Keşif, Amerika Birleşik Devletleri’nde geliştirilen HPF (Habitable Zone Planet Finder) adlı yüksek hassasiyetli kızılötesi spektrograf aracılığıyla gerçekleştirildi. Bu özel cihaz, özellikle soğuk ve yakın yıldızların çevresinde Dünya benzeri gezegenleri bulmak için tasarlanmıştı.
Araştırma ekibinin başındaki gökbilimci Suvrath Mahadevan, “Biz bu tür gezegenleri arıyoruz çünkü başka bir yerde yaşam bulma şansımız en yüksek olanlar bunlar,” diyerek keşfin önemini vurguladı.
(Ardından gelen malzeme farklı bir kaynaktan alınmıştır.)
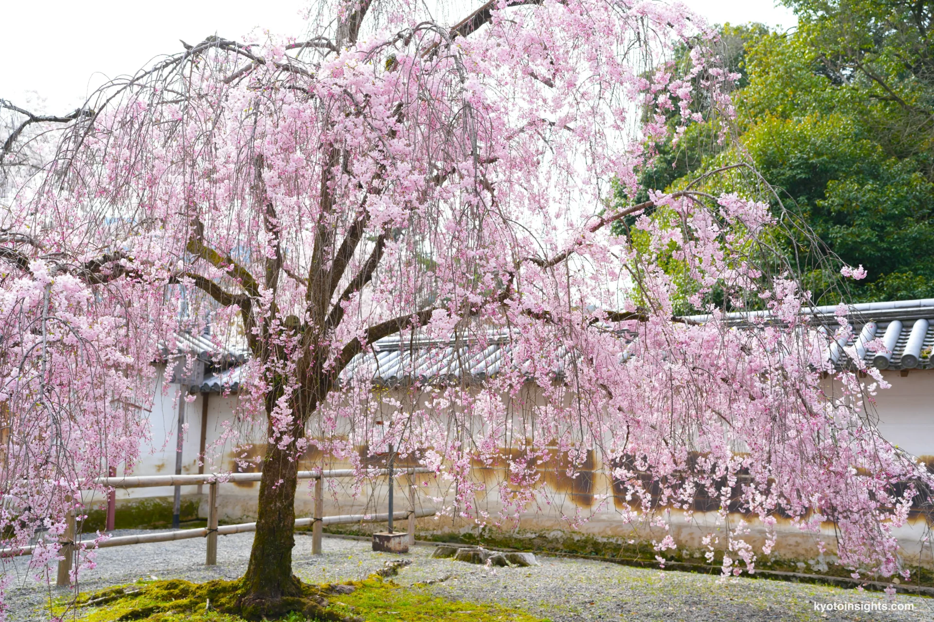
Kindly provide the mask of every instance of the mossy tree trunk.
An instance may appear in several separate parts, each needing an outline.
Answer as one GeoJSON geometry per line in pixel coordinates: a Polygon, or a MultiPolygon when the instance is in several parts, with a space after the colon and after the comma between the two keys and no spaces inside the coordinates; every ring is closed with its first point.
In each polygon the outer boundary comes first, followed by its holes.
{"type": "MultiPolygon", "coordinates": [[[[301,438],[304,427],[295,425],[292,437],[301,438]]],[[[269,438],[275,435],[269,430],[269,438]]],[[[294,441],[284,449],[269,443],[262,460],[256,535],[242,582],[245,608],[276,609],[276,603],[282,599],[302,595],[302,584],[291,569],[297,474],[294,441]]]]}

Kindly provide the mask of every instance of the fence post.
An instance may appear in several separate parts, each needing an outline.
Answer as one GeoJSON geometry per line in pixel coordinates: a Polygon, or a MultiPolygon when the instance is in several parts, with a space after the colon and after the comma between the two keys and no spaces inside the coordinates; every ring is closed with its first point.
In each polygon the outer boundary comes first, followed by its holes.
{"type": "MultiPolygon", "coordinates": [[[[111,466],[107,470],[107,476],[110,477],[117,477],[117,467],[111,466]]],[[[107,492],[107,520],[106,524],[104,526],[104,531],[112,532],[114,531],[114,524],[117,522],[117,491],[113,490],[107,492]]]]}
{"type": "Polygon", "coordinates": [[[207,556],[205,564],[218,563],[218,482],[207,485],[207,556]]]}
{"type": "Polygon", "coordinates": [[[417,486],[418,484],[417,482],[416,482],[414,468],[412,469],[412,471],[409,472],[408,480],[409,480],[409,524],[408,524],[409,546],[415,546],[415,492],[417,490],[417,486]]]}
{"type": "MultiPolygon", "coordinates": [[[[71,504],[71,496],[65,497],[65,503],[71,504]]],[[[70,507],[65,517],[64,533],[62,534],[62,548],[59,554],[62,560],[59,561],[58,576],[56,586],[67,586],[71,583],[71,566],[75,560],[75,508],[70,507]]]]}
{"type": "Polygon", "coordinates": [[[311,554],[321,554],[321,518],[324,517],[324,473],[318,473],[315,480],[315,522],[311,525],[311,554]]]}

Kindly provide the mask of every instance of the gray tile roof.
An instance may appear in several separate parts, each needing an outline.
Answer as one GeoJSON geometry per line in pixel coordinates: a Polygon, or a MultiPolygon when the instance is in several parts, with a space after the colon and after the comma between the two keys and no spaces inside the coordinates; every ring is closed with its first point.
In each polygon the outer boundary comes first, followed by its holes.
{"type": "MultiPolygon", "coordinates": [[[[822,326],[831,335],[839,325],[836,306],[828,305],[807,310],[813,324],[822,326]]],[[[830,357],[838,366],[850,366],[843,348],[858,343],[857,352],[868,366],[880,369],[931,369],[934,360],[934,298],[869,302],[851,305],[849,319],[854,325],[853,337],[846,343],[831,343],[830,357]],[[913,335],[914,339],[913,339],[913,335]],[[874,353],[862,347],[875,338],[884,338],[892,350],[891,355],[874,353]]],[[[756,317],[768,317],[767,311],[728,314],[737,326],[751,325],[756,317]]],[[[704,322],[709,315],[692,315],[688,319],[704,322]]],[[[193,339],[192,342],[200,342],[193,339]]],[[[212,344],[213,345],[213,344],[212,344]]],[[[378,386],[406,386],[416,382],[478,383],[500,371],[503,354],[512,351],[509,336],[488,336],[482,342],[476,339],[461,341],[416,340],[402,341],[389,337],[374,344],[372,352],[358,354],[341,373],[342,381],[369,379],[378,386]]],[[[205,350],[204,352],[210,352],[205,350]]],[[[232,355],[246,361],[246,351],[232,355]]],[[[573,356],[566,348],[558,350],[560,363],[553,370],[553,379],[561,378],[573,365],[573,356]]],[[[239,390],[243,378],[242,366],[208,375],[198,386],[203,393],[239,390]]],[[[194,388],[194,387],[192,387],[194,388]]]]}
{"type": "MultiPolygon", "coordinates": [[[[849,305],[848,318],[853,324],[853,336],[846,343],[832,343],[830,358],[837,366],[849,366],[843,348],[856,344],[857,354],[866,365],[880,369],[930,369],[934,346],[934,298],[864,302],[849,305]],[[867,352],[864,343],[883,338],[891,354],[867,352]]],[[[812,324],[823,326],[830,335],[839,326],[836,305],[813,307],[805,310],[812,324]]],[[[768,318],[768,311],[728,313],[728,320],[737,326],[751,325],[754,319],[768,318]]],[[[691,315],[688,319],[704,322],[710,315],[691,315]]]]}

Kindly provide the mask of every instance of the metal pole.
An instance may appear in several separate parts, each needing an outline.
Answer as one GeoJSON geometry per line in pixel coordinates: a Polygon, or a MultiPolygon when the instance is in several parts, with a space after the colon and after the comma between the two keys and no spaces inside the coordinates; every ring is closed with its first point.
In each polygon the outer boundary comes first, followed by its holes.
{"type": "Polygon", "coordinates": [[[324,518],[324,477],[315,480],[315,522],[311,526],[311,554],[321,554],[321,531],[324,518]]]}
{"type": "MultiPolygon", "coordinates": [[[[111,477],[117,477],[117,467],[111,466],[107,471],[107,475],[111,477]]],[[[107,492],[107,520],[106,524],[104,526],[104,530],[106,532],[114,531],[114,522],[117,519],[117,491],[110,491],[107,492]]]]}
{"type": "MultiPolygon", "coordinates": [[[[71,496],[65,497],[65,503],[71,504],[74,500],[71,496]]],[[[69,507],[65,517],[64,533],[62,534],[62,548],[59,554],[62,560],[59,561],[58,576],[56,586],[67,586],[71,583],[71,566],[75,559],[75,509],[69,507]]]]}
{"type": "Polygon", "coordinates": [[[218,563],[218,482],[207,485],[207,555],[205,563],[218,563]]]}
{"type": "Polygon", "coordinates": [[[392,533],[392,443],[389,443],[389,533],[392,533]]]}
{"type": "Polygon", "coordinates": [[[415,469],[411,469],[409,471],[408,480],[409,480],[409,508],[411,509],[411,512],[409,512],[409,524],[408,524],[409,546],[415,546],[415,491],[416,491],[416,486],[417,486],[415,480],[415,469]]]}
{"type": "MultiPolygon", "coordinates": [[[[205,449],[207,446],[207,396],[209,393],[201,394],[201,443],[198,445],[198,475],[205,475],[205,449]]],[[[202,484],[198,484],[198,496],[204,492],[202,484]]]]}
{"type": "MultiPolygon", "coordinates": [[[[178,385],[178,434],[176,438],[176,475],[181,475],[181,449],[184,439],[182,427],[185,425],[185,385],[178,385]]],[[[181,520],[181,486],[176,486],[172,503],[172,529],[178,529],[181,520]]]]}

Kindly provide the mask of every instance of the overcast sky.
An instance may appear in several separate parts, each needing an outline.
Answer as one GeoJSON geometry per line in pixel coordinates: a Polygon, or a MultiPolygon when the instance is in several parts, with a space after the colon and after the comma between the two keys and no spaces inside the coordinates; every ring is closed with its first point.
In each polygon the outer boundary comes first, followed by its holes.
{"type": "MultiPolygon", "coordinates": [[[[304,34],[308,0],[46,0],[8,2],[0,10],[0,98],[64,114],[108,77],[134,73],[160,54],[180,51],[215,33],[240,37],[256,27],[304,34]],[[258,9],[258,7],[260,7],[258,9]]],[[[471,6],[474,3],[465,3],[471,6]]],[[[772,0],[685,0],[712,23],[797,23],[772,0]]]]}

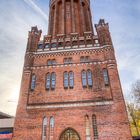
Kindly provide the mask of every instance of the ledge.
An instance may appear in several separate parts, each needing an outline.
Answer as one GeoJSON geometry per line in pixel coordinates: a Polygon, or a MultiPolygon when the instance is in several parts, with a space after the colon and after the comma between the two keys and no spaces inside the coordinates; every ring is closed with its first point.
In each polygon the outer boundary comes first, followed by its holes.
{"type": "Polygon", "coordinates": [[[88,107],[88,106],[102,106],[112,105],[113,101],[99,101],[99,102],[73,102],[73,103],[55,103],[55,104],[30,104],[27,109],[57,109],[57,108],[71,108],[71,107],[88,107]]]}

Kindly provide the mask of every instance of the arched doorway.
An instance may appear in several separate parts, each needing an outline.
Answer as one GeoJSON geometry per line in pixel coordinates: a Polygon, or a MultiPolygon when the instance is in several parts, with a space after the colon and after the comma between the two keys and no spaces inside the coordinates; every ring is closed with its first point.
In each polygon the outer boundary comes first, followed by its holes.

Yıldızından aldığı enerji, Dünya’daki yaşam koşullarına benzer bir denge sunuyor; ne çok sıcak ne de çok soğuk.
Dünya’ya görece yakın olması, gelecekte atmosfer analizlerinin yapılabilmesini kolaylaştırıyor.
Kırmızı cüce yıldız sistemleri, yaşanabilir gezegen arayışında giderek daha fazla ilgi görüyor.
Bilim insanları, önümüzdeki 5 ila 10 yıl içinde GJ 251 c gibi gezegenlerin atmosferinde su buharı, oksijen veya diğer biyolojik izler aramayı planlıyor.
Bu çalışmalar, “Dünya benzeri yaşam başka bir gezegende mümkün mü?” sorusuna somut yanıtlar getirebilir. GJ 251 c’nin keşfi, insanlığın evrende yalnız olup olmadığına dair arayışta yeni bir dönüm noktası olarak değerlendiriliyor.